Paradoxalement, en ces temps de crise, le marché de l'art souffre beaucoup moins que le reste de l'économie.

Il attire des investisseurs qui choisissent de se faire plaisir. Et qui s’ajoutent aux grands collectionneurs, toujours fidèles.

«On fuit la bourse et on investit dans l’art». Par cette formule laconique, Peter Vetsch, porte-parole de Art Basel, résume bien l’idée que tant qu’à perdre en bourse, autant se faire plaisir en achetant de l’art.

«On ne peut en effet tomber amoureux d’une action», plaisante Frédérique Hutter de Ars Futura.

De la même manière, «on n’achète pas de l’art contemporain uniquement pour décorer son salon, insiste Nicole Timonier de la galerie Evergreene. Mais parce qu’on craque pour le travail d’un artiste.»

Quant à l’époque des golden boys de la fin des années 80 qui spéculaient sur l’art comme sur n’importe quelle autre valeur, elle est révolue. Le marché de l’art s’est enfin stabilisé après l’écroulement qui a suivi les excès des années 80.

Collectionneur mais pas ‘trader’

Et de toute manière, le vrai collectionneur ne pensera jamais en termes de dividende. De plus, les meilleurs sont ceux qui ont osé acheter des artistes très jeunes, au moment où leur cote était très basse, souligne Jean-Paul Felley d’Attitudes.

Ils vont donc suivre un artiste dés le début de sa carrière, qu’ils aideront d’ailleurs à construire. Il fonctionne par coups de cœurs et accorde une confiance durable à tel ou tel artiste. Il ne songera pas non plus à se forger un statut social grâce à sa collection.

Une collection se construit donc petit à petit, une approche souvent aiguillée par les galeristes.
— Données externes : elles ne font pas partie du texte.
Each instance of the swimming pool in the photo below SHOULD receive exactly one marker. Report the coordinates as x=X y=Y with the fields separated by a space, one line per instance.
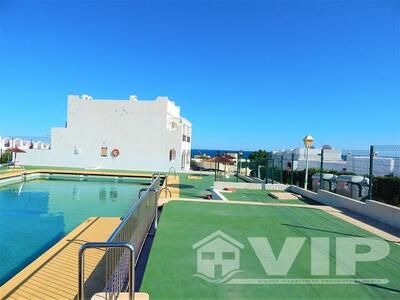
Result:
x=35 y=214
Et surtout un travail de longue haleine qui est souvent l’œuvre d’une vie. Ce type de parcours dépasse donc les fluctuations du marché.

Des carrières très éphémères

En période de crise, «la qualité ne change donc pas. C’est simplement le volume d’activité qui baisse et la spéculation qui est moins forte», remarque Edward Mitterand qui s’est installé à Genève depuis trois ans

Et ce sont les artistes dont la cote est montée très vite qui s’en ressentent le plus. Les galeries importantes font en effet tout pour pousser et imposer leurs artistes. Parfois de manière artificielle.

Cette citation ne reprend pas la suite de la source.